I’ve written a couple of blog entires over the past couple years about my fascination with Wikis. Frankly, I’m not interested in Wikis that much as far as the collaborative stuff like Wikipedia, but rather I find the Wiki-style environment great for working on longer-term projects like that book about animal rights that I keep meeaning to write.
Instiki is hands down the coolest Wiki application I’ve seen that is ridiculously easy to install and use locally rather than in a shared environment (though, don’t get me wrong — you could install this and use it as a Wiki for collaborative projects on the Internet. But if you’re interested in a locally installable Wiki for personal purposes, this thing is powerful and easy to install).
What got me was the easy-to-install process. I’ve installed Wikis on my local machines before, but this was ridiculously easy. Instiki requires Ruby, and a Windows installer for Ruby is available here.

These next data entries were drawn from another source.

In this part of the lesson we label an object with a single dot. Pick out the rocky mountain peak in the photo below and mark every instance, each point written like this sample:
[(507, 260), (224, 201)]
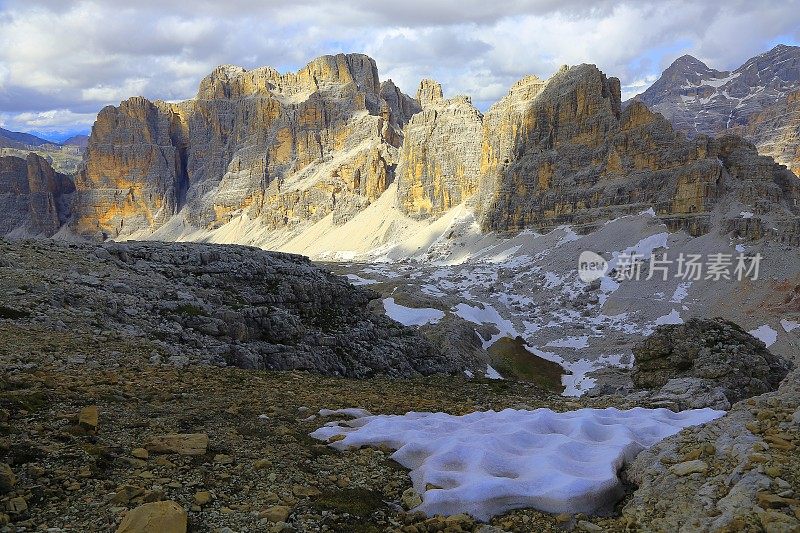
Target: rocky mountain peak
[(753, 100), (429, 93), (228, 152)]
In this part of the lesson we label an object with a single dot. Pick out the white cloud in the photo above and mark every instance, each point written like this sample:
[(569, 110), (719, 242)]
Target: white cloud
[(79, 55), (55, 120)]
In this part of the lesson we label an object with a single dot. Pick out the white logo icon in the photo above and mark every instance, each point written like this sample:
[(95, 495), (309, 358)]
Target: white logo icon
[(591, 266)]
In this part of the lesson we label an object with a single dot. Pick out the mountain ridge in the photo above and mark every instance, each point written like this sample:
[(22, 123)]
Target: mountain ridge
[(755, 100), (257, 152)]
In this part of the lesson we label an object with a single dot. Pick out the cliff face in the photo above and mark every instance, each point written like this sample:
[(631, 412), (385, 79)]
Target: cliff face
[(577, 158), (287, 150), (280, 148), (439, 165), (776, 131), (757, 100), (34, 199)]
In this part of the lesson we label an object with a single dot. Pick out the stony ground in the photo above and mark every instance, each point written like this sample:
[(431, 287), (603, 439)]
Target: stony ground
[(260, 467), (87, 393)]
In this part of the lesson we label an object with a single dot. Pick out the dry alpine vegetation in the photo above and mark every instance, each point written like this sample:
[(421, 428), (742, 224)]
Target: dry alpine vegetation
[(104, 428), (160, 374)]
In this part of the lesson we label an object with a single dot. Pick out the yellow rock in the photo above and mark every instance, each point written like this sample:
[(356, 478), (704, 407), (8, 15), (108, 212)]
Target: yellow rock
[(180, 443), (156, 517)]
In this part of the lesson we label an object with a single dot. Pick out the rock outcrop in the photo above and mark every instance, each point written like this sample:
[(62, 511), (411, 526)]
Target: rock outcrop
[(283, 148), (277, 153), (707, 355), (776, 131), (728, 475), (218, 304), (757, 100), (439, 163), (579, 159), (34, 198)]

Once that’s installed its just a matter of downloading the Instiki Zip/GZ file and expanding it into whatever directory you want, double click on the and then visiting http://localhost:2500 to access the Instiki.

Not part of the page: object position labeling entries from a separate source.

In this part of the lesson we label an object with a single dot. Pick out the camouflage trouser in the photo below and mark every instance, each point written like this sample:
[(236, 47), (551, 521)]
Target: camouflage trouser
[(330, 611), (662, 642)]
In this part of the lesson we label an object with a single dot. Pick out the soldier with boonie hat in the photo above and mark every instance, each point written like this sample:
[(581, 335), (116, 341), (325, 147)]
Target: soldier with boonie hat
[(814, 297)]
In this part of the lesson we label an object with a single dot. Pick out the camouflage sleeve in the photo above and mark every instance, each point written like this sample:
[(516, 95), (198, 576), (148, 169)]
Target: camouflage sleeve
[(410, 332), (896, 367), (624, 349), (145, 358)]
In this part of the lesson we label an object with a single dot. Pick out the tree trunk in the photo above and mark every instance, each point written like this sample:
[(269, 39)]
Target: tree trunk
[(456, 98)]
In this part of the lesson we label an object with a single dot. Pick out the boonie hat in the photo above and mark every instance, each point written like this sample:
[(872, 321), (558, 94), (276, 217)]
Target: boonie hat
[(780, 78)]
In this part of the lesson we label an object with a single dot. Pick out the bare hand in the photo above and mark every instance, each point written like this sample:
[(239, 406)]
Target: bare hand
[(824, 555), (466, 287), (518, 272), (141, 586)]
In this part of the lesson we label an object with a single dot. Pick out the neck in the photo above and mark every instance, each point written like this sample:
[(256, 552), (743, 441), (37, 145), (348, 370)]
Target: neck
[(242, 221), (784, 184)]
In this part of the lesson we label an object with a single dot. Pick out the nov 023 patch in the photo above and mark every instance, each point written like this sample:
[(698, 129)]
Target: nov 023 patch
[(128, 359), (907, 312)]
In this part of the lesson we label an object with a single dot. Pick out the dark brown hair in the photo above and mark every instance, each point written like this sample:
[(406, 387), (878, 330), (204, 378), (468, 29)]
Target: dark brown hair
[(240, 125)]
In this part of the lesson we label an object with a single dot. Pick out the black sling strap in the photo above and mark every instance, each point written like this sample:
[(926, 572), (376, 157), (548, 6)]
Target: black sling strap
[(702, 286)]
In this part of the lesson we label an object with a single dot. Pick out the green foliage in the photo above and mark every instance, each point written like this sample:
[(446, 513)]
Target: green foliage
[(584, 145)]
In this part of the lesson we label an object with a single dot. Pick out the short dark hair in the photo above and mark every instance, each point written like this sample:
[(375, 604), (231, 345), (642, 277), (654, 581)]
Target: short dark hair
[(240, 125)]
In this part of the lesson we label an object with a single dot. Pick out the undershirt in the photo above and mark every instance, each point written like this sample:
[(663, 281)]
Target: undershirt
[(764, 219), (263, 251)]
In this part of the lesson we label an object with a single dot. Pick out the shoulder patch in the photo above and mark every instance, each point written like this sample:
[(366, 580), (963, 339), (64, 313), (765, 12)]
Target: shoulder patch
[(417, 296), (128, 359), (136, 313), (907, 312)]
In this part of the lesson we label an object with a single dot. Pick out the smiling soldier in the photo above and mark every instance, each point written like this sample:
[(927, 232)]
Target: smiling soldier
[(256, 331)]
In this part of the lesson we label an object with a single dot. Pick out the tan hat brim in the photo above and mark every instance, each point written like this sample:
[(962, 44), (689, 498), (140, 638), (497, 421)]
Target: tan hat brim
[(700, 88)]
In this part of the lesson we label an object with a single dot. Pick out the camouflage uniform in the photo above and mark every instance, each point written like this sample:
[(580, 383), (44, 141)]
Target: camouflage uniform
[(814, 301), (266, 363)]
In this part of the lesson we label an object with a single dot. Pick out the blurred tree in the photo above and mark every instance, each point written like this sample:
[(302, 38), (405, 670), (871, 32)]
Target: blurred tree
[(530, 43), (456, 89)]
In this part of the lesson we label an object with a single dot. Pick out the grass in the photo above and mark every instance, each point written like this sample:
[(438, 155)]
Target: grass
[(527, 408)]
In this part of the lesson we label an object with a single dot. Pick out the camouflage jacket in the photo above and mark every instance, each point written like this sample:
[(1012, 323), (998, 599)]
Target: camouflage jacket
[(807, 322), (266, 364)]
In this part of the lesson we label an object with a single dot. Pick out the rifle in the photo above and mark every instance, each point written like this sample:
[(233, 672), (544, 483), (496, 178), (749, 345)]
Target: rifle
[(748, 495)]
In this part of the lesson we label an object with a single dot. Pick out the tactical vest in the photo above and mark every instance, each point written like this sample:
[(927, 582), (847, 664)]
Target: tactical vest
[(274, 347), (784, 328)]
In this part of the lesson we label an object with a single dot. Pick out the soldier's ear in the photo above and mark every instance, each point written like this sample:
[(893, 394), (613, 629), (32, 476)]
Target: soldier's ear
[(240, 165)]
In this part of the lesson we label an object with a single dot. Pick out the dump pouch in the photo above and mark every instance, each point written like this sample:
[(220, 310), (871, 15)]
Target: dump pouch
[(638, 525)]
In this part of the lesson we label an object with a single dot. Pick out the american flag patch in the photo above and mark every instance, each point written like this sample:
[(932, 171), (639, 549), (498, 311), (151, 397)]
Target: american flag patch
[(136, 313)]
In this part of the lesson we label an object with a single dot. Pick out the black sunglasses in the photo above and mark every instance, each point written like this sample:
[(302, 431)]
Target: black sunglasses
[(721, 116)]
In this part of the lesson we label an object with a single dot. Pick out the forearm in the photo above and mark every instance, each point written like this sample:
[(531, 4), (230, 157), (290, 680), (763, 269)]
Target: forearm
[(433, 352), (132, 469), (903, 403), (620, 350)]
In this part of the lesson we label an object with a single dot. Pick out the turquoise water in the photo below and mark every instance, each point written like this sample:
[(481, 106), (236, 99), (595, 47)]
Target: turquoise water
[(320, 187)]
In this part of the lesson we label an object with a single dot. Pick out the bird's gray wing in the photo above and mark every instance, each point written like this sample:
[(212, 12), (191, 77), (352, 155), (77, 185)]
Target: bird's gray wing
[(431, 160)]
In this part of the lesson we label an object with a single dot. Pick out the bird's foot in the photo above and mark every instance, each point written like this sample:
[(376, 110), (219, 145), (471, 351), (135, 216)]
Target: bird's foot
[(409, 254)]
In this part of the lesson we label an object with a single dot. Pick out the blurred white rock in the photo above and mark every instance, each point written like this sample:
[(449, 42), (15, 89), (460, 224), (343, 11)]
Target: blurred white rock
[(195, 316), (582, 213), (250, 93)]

A couple of things from there make Instiki cool. First, a major requirement for me is that I can store all data files on my external FireLite drive. Instiki handles that like a charm — install Ruby on the host computer and then expand Instiki on the external drive and you’re in business.
Second, most of the applications I’ve been using to simulate Wiki-like environments don’t do revision tracking and color diffs so it’s easy to see what’s changed over various revisions.
All-in-all an unbelievably frigging cool, portable tool.